Opinião - 22/03/2016

A notícia, nua e crua, parece piada pronta: mesmo com candidato único nas prévias do PSDB-SP, partido sai rachado após votação.

A sequência de eventos, como se sabe, não é tão simples assim. De fato João Doria não teve adversário no domingo (20), quando conquistou, em segundo turno, o direito de disputar a Prefeitura de São Paulo pelo PSDB. Mas isso se deveu apenas à desistência de Andrea Matarazzo, que anunciou sua desfiliação da legenda na sexta-feira.

Vereador mais votado da sigla em 2012, com 117 mil votos, Matarazzo fez críticas tão duras quanto merecidas ao descer do barco no qual navegou por 25 anos.

"Infelizmente, a ala liderada pelo [governador] Geraldo Alckmin não me deixou alternativa. Não tem espaço para mim num partido que se coaduna com a compra de votos, com abuso de poder econômico e com o tipo de manobras que fizeram", afirmou Matarazzo.

Referia-se, naturalmente, a expedientes condenáveis que teriam sido empregados por Doria durante a campanha. Sobraram indícios de irregularidade no pleito, enquanto o governador de São Paulo tratou de jogar todo o peso da máquina estatal a favor de seu preferido.

Se Matarazzo agiu como mau perdedor ao abandonar a disputa interna e procurar outra agremiação para concorrer à prefeitura, nem por isso deixa de revelar uma fratura partidária que vai muito além de sua pessoa.

Não é segredo que Alckmin e o senador José Serra enxergam no tabuleiro municipal um movimento estratégico para a corrida presidencial de 2018. Pode-se dizer, nesse sentido, que relegam a segundo plano os interesses da cidade.

De certo ponto de vista também os interesses do PSDB perderam prioridade.
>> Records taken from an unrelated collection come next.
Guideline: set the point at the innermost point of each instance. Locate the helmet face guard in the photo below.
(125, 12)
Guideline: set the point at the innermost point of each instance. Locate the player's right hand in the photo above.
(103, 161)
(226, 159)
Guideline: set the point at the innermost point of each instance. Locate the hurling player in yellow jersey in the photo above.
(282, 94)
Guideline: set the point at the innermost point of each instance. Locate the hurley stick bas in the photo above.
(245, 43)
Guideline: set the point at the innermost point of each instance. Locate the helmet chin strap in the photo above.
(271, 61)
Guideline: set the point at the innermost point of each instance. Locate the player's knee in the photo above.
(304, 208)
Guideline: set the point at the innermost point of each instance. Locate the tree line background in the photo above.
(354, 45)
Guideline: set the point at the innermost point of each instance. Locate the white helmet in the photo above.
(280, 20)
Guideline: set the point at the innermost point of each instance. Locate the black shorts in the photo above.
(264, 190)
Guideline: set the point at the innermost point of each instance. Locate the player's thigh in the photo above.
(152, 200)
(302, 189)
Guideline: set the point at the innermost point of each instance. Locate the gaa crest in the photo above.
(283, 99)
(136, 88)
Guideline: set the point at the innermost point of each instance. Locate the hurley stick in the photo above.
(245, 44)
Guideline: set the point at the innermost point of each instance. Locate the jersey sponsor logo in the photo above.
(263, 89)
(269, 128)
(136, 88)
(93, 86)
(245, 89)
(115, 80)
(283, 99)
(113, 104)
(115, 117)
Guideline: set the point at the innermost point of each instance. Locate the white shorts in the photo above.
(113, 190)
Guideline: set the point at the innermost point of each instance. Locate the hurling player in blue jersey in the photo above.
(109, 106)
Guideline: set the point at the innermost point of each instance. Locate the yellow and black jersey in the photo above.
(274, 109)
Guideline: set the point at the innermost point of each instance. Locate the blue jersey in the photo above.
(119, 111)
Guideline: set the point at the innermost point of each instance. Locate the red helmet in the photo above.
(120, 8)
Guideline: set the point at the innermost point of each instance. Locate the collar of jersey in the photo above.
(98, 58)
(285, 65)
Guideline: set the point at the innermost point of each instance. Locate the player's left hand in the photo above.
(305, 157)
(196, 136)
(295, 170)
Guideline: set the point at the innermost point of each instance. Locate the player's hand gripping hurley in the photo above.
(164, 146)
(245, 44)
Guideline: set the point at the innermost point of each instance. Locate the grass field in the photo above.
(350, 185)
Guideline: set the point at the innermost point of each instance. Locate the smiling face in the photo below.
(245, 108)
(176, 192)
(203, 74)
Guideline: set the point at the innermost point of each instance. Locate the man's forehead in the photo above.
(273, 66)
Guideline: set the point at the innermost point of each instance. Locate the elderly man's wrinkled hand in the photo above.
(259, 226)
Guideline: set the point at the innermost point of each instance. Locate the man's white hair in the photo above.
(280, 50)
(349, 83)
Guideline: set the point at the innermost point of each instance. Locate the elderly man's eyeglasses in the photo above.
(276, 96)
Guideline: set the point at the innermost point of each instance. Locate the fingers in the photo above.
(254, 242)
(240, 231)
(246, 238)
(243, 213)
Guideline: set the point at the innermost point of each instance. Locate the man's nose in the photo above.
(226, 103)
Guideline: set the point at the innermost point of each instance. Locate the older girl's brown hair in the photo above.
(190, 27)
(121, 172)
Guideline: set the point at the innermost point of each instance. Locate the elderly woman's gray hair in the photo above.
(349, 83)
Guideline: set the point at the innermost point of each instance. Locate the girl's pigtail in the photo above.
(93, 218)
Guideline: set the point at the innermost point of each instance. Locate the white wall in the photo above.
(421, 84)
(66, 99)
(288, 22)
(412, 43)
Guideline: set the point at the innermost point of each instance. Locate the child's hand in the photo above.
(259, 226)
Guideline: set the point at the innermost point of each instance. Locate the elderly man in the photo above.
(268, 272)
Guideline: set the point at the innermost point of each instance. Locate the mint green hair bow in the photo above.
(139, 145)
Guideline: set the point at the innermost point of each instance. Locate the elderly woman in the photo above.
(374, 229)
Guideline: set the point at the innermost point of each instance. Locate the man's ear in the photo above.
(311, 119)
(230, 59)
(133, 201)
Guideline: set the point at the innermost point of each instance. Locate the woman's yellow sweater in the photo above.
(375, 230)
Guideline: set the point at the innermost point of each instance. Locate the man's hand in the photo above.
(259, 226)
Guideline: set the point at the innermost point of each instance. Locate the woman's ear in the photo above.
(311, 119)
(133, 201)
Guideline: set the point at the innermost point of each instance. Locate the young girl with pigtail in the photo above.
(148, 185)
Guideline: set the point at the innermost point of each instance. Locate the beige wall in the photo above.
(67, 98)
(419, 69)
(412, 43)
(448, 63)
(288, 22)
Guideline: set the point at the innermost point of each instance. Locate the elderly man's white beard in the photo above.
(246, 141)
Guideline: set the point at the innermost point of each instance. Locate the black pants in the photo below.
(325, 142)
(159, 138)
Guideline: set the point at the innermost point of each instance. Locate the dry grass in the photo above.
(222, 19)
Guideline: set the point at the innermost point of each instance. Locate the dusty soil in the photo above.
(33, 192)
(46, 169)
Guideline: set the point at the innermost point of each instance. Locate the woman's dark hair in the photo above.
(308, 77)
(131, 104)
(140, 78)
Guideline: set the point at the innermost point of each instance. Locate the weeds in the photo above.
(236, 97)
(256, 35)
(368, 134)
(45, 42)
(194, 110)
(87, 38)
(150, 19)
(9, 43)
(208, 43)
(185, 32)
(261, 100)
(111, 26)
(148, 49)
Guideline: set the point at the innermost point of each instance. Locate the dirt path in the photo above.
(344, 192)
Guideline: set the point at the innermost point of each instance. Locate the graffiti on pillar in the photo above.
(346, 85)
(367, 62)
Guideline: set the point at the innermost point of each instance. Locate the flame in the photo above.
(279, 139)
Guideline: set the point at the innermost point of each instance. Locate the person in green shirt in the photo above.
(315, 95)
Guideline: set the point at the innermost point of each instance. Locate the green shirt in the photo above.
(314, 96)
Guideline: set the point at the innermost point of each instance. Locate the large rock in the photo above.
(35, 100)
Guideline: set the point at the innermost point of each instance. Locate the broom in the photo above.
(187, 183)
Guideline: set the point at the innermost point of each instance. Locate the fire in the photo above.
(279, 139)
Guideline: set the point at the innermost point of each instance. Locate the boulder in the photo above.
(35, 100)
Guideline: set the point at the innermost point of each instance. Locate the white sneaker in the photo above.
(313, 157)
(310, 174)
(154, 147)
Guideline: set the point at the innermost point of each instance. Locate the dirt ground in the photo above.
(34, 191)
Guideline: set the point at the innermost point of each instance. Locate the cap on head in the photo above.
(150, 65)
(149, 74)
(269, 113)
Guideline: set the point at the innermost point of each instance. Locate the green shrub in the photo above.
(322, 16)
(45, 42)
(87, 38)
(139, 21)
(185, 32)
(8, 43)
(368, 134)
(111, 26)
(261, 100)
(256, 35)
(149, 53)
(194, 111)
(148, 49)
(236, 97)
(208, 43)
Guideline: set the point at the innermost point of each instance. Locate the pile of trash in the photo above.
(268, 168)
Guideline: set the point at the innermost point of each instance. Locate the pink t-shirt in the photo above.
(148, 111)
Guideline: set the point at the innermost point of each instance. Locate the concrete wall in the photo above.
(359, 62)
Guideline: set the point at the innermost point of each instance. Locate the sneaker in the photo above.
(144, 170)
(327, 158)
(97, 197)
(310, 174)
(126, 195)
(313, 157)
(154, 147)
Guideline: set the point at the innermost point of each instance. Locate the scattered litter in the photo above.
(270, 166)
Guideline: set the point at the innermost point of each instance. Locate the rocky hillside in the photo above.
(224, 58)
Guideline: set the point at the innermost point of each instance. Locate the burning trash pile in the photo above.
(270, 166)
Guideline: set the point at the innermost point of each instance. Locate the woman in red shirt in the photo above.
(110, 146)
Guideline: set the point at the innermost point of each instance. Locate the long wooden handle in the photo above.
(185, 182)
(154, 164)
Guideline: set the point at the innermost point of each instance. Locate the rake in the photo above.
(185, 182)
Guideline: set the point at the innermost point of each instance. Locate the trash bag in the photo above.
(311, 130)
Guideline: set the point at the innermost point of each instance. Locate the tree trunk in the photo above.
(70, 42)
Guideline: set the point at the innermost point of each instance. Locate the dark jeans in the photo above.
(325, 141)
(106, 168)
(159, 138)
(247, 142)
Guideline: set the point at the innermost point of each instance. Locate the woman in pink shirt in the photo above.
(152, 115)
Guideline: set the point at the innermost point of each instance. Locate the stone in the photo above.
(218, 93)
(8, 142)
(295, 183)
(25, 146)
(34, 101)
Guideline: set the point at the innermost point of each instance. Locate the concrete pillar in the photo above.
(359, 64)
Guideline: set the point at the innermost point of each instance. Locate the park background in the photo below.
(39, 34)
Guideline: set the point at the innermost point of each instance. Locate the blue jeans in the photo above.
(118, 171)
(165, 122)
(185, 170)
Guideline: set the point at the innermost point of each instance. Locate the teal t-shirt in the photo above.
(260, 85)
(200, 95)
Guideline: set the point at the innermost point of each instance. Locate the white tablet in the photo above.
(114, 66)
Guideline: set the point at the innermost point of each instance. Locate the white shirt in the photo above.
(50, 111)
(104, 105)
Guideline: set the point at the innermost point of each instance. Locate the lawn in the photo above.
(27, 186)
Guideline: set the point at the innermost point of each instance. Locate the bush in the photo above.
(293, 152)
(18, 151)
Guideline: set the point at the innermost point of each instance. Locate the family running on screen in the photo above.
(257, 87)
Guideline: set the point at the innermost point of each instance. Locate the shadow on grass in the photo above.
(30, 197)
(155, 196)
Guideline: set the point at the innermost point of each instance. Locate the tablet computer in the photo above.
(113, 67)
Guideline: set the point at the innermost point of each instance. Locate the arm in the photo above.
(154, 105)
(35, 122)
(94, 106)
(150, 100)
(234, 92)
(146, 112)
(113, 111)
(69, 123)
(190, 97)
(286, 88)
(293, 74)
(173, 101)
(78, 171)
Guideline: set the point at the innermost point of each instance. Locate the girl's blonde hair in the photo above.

Alckmin vinha defendendo, ao longo desse processo, que a prévia constitui o sistema mais democrático de escolha.

Difícil contestar o argumento, a não ser pelo fato de que Doria foi votado por apenas 3.152 filiados, num universo de 27 mil. Ao todo, 3.266 tucanos foram às urnas, ou 12% do total. Se Alckmin buscava dar representatividade ao empresário, a missão não deu certo.

A julgar pelo tom agressivo adotado por João Doria em recentes depoimentos dirigidos a membros do PT, é melhor que o candidato tenha pouco respaldo interno. Seria um grande retrocesso para São Paulo acompanhar uma eleição pautada não em propostas, mas na intolerância e nos ataques pessoais.